Because Pharisaical Judaism became the rabbinical Judaism of succeeding centuries, dissident interpretations of Judaism promoted by other groups, such as the Essenes (who presumably made up the members of the Qumran sect) and the Sadducees, were ignored or misrepresented in the records that survived, all written by the party that won. The lack of Jewish flavoring Maccoby detects in John results from his comparing it with what the Pharisees and their spiritual descendents wrote as found in the two Talmuds, the Mishnah, and various Midrashim. By ignoring other forms of Judaism when making comparisons between Christianity and Judaism, he’s actually assuming what he wishes to prove.
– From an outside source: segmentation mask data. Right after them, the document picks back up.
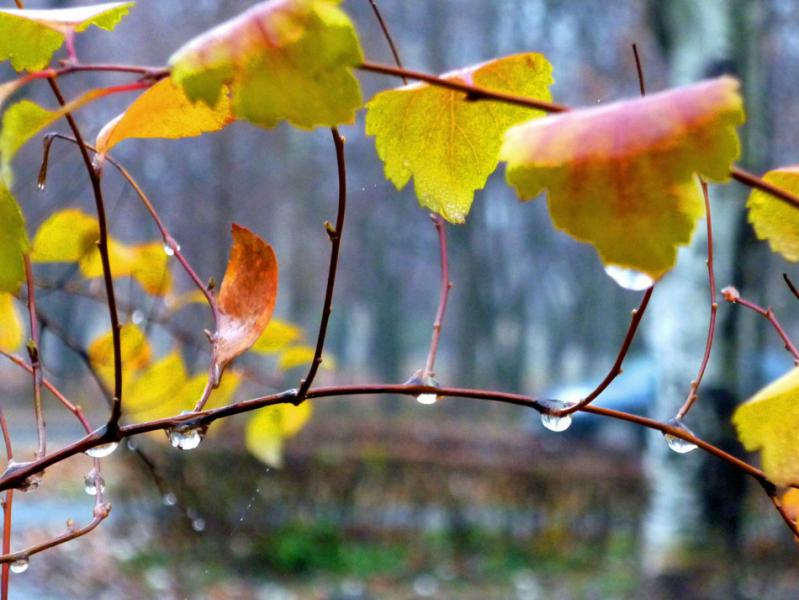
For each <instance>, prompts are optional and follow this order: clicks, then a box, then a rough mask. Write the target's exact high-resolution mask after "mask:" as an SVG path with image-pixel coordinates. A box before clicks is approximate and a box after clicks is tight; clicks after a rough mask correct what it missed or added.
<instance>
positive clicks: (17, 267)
mask: <svg viewBox="0 0 799 600" xmlns="http://www.w3.org/2000/svg"><path fill="white" fill-rule="evenodd" d="M28 248H29V243H28V234H27V232H26V231H25V218H24V217H23V216H22V211H21V210H20V208H19V204H17V201H16V200H15V199H14V196H12V195H11V192H10V191H9V190H8V188H6V186H5V184H4V183H3V180H2V179H0V292H11V293H15V292H16V291H17V289H18V288H19V284H20V283H22V281H24V279H25V267H24V261H23V255H24V254H25V253H26V252H27V251H28Z"/></svg>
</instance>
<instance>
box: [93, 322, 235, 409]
mask: <svg viewBox="0 0 799 600" xmlns="http://www.w3.org/2000/svg"><path fill="white" fill-rule="evenodd" d="M120 335H121V342H122V348H121V350H122V365H123V378H122V380H123V385H124V387H123V393H122V398H123V408H124V412H125V414H126V415H127V416H128V417H129V418H130V419H131V420H133V421H148V420H151V419H159V418H165V417H171V416H174V415H178V414H180V413H181V412H182V411H184V410H191V409H192V408H193V407H194V404H195V403H196V402H197V400H199V398H200V395H201V394H202V392H203V388H204V387H205V383H206V381H207V380H208V374H207V373H205V372H203V373H198V374H196V375H194V376H191V377H190V376H189V375H188V372H187V369H186V366H185V364H184V362H183V359H182V357H181V355H180V353H179V352H177V351H173V352H171V353H170V354H168V355H167V356H165V357H163V358H161V359H159V360H156V361H154V360H153V356H152V349H151V348H150V343H149V342H148V341H147V337H146V336H145V334H144V332H143V331H142V330H141V329H140V328H139V327H137V326H136V325H134V324H132V323H128V324H126V325H124V326H123V327H122V330H121V332H120ZM113 348H114V347H113V338H112V335H111V332H110V331H108V332H106V333H105V334H103V335H101V336H100V337H98V338H96V339H95V340H94V341H92V343H91V344H90V345H89V359H90V360H91V363H92V366H93V367H94V368H95V370H96V371H97V373H98V375H99V376H100V378H101V379H102V380H103V381H104V382H105V384H106V385H107V386H108V387H109V388H111V387H112V386H113V381H114V350H113ZM240 382H241V375H240V374H238V373H236V372H235V371H231V372H230V373H227V374H226V375H225V377H223V378H222V381H221V382H220V385H219V387H218V388H217V389H216V390H215V391H214V393H213V394H212V395H211V399H210V400H209V401H208V404H207V405H206V406H207V408H216V407H219V406H224V405H225V404H228V403H229V402H230V399H231V397H232V396H233V394H234V393H235V392H236V389H237V388H238V386H239V384H240Z"/></svg>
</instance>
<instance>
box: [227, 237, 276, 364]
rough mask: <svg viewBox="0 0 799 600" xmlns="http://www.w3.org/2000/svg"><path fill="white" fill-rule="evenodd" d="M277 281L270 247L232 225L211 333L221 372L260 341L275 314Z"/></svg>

WAS PAUL A MODERATE GNOSTIC?

Maccoby suggests "it may be useful to consider Paul's views as a kind of moderate Gnosticism." In order to paint Paul as a (moderate) Gnostic, Maccoby plays up any possible similarities between Paul's thought and Gnosticism while discounting any contrary evidence of parallels between Paul's beliefs and Judaism. For example, Maccoby interprets Paul's metaphor about Satan being "the god of this world" (II Cor. 4:4) all too literally, implying Paul here had a near miss with polytheism. But in I Cor. 8:5-6, Paul reveals that any evil spirit beings who would like to be called "God" aren't really so. Because of what Paul says about Satan and the demons in such passages as Eph. 2:2, Maccoby claims "the Pauline view of Satan went far beyond that of the Jewish dualistic writings." But is this yet another exaggeration falling from Maccoby’s pen? Consider the following remarkable extract from the Qumran Community Rule (IQS 3:19-23): “All the children of falsehood are ruled by the Angel of Darkness [Beliar, i.e., Satan] and walk in the ways of darkness.” How does this differ from the Christian portrayal of Satan as an evil angel who tempts men to sin (Matt. 4:3; I Thess. 3:5) and deceives the whole world (Rev. 12:9)? According to D.E. Aune, the later post-Biblical Jewish writings mention the fallen angels time and time again, such as in the Jerusalem and Babylonian Talmuds.[xi] No radical discontinuity emerges between Paul’s thought and the intertestamental literature in their portrayal of Satan, unlike what Maccoby believes.